I’ve been wanting to write this race recap for a while. Ottawa race weekend took place May 27-28th, 2017. It took me a little over a month to put my thoughts together on this one. Let me get this straight, it was a though one. I don’t know exactly why, but every year Ottawa’s race surprises me with its’ challenges. Last year was a DNF race. This year, I had high hopes for the half marathon, I was more than ready for a PB and I trained all winter with a coach and a running group, which was great (If you’re reading this, thank you!!!). I was aiming for 2h06, around 6 min/km. My training was going well and I felt good after my weekend of running in Florida last February. A couple of weeks before, I ran a 20k training run around 2h and I knew I could beat my current PB of 2:24:03 in Ottawa.
I went to the race expo and it was super fun as usual. This year Ottawa is celebrating Canada’s 150 and we could definitely feel it.
I knew I was ready for Ottawa, but self-doubt was there a couple of weeks before. I kept thinking that I couldn’t run this far, this fast, that I should just focus on finishing the race, instead of having unrealistic goals (and risking being disappointed). You know, the usual self-doubt inner thoughts. I couldn’t seem to get over these thoughts. If you’re familiar with performance anxiety, you know this is the start. The fear of not being good enough. The fear of failing. I knew these thoughts were ridiculous because I run for fun and nobody cares if I walk during the race or if I push through. I’m not an elite runner or anywhere near that. But I had a goal, and I was too afraid to go for it.
On Sunday morning, I woke up and I left my parents’ home around 7:15 (it’s a 45 minutes drive). I arrived on time around 8. the race started at 9. I did my warm up (1,6k, dynamic stretching and drills). I waited in line for the last port-a-potty stop and got in the crowd literally 2 minutes before the start. At the start, it was already super hot outside, the sun was shining and we were ready. I remember thinking ” how am I going to run in that heat and sun?”. I wasn’t where I wanted to be, as I was a lot behind the 2:10 pace bunny. The race started and I tried to get around the 2:10 runners, which wasn’t a good idea. I ran the first 5k in 29:35 (5:37, 5:46, 5:56, 6:04, 6:10). I knew I was not going to run at that pace all the way. I already felt exhausted and I had 15,1k to go… The next 5 km were done in 7:10, 6:53, 6:51, 6:41, 6:34, as I reached 10k in 1:03:46. From there, I remember feeling dizzy and I was very scared of overheating. I have a very low tolerance for heat, and this was the first hot day of spring. I reached 15k in 1:40:17 and finished in 2:26:42.
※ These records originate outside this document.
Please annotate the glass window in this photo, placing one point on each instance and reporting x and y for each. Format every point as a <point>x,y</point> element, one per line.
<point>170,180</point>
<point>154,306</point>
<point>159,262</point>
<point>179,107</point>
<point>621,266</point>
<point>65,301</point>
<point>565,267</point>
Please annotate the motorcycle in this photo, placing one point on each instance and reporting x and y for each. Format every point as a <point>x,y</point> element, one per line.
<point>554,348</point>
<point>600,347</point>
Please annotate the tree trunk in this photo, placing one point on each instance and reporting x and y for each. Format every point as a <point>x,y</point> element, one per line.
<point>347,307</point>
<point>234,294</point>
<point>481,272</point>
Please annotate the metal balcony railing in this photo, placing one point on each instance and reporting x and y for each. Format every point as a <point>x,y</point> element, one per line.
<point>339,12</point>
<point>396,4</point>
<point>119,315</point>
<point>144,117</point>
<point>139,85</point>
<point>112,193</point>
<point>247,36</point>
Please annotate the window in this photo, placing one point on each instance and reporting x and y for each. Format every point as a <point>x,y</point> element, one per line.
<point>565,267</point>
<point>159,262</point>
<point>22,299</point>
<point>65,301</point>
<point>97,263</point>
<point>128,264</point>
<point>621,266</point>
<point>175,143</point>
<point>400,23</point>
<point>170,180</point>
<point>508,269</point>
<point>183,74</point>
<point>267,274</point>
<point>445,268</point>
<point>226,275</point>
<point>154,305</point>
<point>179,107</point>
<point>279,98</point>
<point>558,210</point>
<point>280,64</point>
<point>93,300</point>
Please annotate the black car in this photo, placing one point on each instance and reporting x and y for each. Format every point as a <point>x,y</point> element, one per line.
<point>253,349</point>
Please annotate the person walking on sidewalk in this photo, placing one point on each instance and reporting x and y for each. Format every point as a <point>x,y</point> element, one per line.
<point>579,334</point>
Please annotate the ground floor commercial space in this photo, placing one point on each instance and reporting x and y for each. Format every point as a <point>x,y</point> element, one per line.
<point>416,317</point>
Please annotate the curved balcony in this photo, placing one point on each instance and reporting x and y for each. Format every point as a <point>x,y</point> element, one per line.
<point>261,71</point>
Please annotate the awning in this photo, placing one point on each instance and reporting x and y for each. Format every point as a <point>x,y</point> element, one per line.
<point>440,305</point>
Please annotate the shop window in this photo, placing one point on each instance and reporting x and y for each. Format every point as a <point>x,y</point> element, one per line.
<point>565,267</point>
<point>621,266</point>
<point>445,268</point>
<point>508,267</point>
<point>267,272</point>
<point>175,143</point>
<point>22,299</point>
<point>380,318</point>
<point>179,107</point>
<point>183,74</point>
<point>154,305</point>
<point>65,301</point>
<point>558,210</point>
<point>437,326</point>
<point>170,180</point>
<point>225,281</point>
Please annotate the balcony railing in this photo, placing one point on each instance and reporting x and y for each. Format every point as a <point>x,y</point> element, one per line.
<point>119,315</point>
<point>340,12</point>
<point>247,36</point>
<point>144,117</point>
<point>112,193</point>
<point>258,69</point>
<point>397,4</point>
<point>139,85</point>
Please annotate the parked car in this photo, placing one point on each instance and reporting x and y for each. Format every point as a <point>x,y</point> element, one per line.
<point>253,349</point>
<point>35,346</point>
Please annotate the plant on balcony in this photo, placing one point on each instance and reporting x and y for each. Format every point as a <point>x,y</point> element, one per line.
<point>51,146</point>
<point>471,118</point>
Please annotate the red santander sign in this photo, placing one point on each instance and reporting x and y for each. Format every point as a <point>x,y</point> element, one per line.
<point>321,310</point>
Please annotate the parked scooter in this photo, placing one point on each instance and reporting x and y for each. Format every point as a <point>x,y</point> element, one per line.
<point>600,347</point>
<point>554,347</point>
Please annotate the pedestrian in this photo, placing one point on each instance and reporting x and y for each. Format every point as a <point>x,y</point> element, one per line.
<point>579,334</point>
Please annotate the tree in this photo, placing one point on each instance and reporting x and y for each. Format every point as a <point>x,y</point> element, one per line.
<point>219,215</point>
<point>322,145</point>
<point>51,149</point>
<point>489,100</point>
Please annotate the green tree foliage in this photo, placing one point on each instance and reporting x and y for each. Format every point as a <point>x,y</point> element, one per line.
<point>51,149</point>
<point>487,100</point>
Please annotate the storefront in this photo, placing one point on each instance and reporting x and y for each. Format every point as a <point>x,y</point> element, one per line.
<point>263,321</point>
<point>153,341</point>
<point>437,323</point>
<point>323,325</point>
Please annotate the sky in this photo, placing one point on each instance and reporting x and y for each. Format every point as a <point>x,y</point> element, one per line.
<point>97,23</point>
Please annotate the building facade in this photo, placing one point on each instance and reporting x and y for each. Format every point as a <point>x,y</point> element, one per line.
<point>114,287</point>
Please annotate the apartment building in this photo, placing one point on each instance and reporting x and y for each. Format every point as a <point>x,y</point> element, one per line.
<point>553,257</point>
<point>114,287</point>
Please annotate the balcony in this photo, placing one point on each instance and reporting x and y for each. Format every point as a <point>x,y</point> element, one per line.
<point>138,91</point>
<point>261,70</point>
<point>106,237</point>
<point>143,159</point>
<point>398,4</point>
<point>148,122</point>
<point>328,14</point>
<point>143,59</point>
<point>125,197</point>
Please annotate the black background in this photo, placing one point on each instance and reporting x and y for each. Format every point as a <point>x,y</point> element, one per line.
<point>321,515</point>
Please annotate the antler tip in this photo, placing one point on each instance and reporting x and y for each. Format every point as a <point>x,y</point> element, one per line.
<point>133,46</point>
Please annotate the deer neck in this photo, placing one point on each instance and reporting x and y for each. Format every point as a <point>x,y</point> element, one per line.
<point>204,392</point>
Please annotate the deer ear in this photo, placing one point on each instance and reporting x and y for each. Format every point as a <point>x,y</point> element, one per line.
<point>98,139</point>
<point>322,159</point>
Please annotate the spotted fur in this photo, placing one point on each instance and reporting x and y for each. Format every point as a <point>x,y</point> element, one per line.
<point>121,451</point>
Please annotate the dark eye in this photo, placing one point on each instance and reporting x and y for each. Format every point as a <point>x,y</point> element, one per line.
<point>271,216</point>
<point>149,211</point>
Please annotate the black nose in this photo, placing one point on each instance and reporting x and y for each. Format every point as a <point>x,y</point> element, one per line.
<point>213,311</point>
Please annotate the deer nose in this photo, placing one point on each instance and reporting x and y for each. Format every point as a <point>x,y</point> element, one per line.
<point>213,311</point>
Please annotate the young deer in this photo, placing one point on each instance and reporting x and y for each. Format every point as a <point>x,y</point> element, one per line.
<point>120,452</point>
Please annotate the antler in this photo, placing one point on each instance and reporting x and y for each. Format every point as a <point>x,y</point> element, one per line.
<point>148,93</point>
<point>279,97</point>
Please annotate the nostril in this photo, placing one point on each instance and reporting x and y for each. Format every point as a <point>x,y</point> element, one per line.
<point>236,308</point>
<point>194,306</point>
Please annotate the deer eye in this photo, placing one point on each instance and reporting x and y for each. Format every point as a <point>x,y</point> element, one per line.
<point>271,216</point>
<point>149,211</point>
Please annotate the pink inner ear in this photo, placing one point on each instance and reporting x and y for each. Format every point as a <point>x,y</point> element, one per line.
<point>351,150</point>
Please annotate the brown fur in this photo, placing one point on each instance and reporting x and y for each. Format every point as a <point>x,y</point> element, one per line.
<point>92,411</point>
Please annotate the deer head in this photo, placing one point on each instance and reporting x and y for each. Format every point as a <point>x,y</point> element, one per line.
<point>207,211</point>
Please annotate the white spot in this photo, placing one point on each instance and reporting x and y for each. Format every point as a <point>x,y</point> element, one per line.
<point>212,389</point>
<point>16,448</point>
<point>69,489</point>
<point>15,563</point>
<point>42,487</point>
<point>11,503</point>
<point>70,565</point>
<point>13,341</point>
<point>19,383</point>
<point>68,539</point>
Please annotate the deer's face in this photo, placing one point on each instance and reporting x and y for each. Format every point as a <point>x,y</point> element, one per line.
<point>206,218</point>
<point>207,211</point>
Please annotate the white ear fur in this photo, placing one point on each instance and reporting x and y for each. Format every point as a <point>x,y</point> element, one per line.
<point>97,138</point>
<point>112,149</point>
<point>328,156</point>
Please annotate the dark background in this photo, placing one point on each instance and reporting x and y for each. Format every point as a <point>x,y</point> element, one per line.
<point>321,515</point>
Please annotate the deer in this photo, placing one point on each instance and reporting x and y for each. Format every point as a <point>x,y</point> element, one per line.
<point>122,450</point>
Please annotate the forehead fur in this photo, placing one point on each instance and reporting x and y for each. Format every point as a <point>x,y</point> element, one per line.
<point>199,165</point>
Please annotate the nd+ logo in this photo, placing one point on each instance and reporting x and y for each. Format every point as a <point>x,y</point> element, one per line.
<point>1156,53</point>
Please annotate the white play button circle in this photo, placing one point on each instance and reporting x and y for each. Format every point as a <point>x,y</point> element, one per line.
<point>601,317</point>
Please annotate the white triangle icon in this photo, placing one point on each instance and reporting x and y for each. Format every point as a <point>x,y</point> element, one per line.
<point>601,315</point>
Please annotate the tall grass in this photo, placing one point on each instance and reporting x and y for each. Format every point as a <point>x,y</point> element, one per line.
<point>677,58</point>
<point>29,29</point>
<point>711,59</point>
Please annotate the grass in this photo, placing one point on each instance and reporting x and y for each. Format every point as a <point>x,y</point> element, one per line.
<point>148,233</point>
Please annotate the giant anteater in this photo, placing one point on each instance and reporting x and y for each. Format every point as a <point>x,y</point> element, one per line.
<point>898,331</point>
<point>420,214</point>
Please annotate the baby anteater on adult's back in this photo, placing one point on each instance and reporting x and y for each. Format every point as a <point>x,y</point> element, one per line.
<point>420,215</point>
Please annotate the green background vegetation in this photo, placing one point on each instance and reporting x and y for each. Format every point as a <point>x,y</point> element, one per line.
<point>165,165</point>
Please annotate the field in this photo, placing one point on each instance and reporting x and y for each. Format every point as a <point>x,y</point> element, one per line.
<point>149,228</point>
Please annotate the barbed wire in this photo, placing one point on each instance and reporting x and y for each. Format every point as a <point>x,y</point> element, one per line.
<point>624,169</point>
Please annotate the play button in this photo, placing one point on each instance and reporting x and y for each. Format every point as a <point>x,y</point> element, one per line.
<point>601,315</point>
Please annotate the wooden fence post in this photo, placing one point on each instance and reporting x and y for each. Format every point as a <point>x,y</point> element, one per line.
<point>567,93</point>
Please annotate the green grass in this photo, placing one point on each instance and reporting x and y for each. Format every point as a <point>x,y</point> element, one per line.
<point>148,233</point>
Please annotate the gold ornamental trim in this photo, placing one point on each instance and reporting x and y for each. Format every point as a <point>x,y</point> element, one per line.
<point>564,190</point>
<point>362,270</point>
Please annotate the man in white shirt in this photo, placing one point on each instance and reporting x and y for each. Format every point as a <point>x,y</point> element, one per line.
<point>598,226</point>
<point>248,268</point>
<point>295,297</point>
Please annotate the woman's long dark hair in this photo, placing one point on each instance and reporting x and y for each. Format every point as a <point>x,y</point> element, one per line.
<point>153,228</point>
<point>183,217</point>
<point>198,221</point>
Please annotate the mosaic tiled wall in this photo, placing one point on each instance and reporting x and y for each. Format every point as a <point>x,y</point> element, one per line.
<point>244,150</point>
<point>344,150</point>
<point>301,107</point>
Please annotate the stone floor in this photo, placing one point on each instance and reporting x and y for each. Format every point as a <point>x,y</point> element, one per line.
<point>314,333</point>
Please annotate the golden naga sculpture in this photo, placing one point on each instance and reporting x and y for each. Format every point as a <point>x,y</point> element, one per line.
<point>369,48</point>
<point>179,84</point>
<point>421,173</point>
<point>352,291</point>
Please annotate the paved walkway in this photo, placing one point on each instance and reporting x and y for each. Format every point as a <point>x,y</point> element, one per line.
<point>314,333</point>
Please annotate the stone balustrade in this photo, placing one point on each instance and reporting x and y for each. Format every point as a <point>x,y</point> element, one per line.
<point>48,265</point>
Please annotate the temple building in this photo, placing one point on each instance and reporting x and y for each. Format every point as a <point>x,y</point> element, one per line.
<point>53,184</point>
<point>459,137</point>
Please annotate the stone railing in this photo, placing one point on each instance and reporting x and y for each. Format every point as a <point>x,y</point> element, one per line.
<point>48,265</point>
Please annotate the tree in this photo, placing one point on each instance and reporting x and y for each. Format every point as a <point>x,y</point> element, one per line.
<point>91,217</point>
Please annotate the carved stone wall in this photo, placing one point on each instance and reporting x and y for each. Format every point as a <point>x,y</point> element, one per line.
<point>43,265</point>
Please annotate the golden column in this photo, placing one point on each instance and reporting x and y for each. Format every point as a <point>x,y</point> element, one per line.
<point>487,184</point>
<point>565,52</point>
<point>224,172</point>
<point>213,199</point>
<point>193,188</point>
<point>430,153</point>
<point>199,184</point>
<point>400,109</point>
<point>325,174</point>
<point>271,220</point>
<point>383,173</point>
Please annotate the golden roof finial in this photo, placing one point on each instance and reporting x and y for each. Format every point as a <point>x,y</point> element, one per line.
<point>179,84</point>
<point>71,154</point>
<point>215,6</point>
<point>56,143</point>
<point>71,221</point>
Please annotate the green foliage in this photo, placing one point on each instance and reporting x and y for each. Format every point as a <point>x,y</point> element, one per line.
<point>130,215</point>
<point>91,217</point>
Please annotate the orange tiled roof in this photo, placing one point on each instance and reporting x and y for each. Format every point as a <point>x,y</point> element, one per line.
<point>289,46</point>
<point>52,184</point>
During the race, I drank everything that I could from nuun to water and poured water on my head at every water station or so. Looking back, I don’t know if it was a good idea as I never drink while running… Something I have to work on. Mostly, I choked. I did not perform the way that I could because of performance anxiety, because of a pressure only I have put on myself. I was so scared of my goal, of the heat, of my own body. I saw a lot of people falling because they didn’t listen to their bodies and didn’t respect their limits. I did not want a DNF and I was ready to crawl to the finish line if I had to. After the 10k mark, I decided to run/walk and that’s what I did until the end of the race. Was I disappointed? Of course, but there’s always lessons to learn from these kind of situations. I really do believe that everything happens for a reason.
Looking back, this was 2h of inner battle. I perhaps enjoyed 2 minutes of the whole 2h26. BUT, this race made me stronger. I tend to forget how hard the half marathon is. It makes the 21,1k even more special to me. This distance humbles me, every time. And I love training for a half marathon. It brings me so much joy, discipline and endorphins ;). It made me think about all the volunteers who make this happen every year. Thank you, thank you, thank you. It made me want to volunteer for a race. It made me think about how amazing it is that thousands of people gather year after year to run together and accomplish their very own goals. I tend to forget how lucky I am to be able to run 21,1 km. It made me want to train harder and get stronger mentally to be able to run my 2h06 half marathon. And maybe one day I’ll run a sub-2, who knows? When you choke, you learn how to be stronger, and you try again.
After all, I know why I did not give up running since I started in 2012. When I started running, I didn’t want to be good, to be the best or to run fast. The only thing I really wanted was to be happy. And running makes me happy.
Never give up on your dreams. “Without the lows, the highs wouldn’t feel as nearly as good.”
Did this ever happen to you? Did you run in Ottawa? I’d love to know how it went for you? Which race(s) are you currently training for?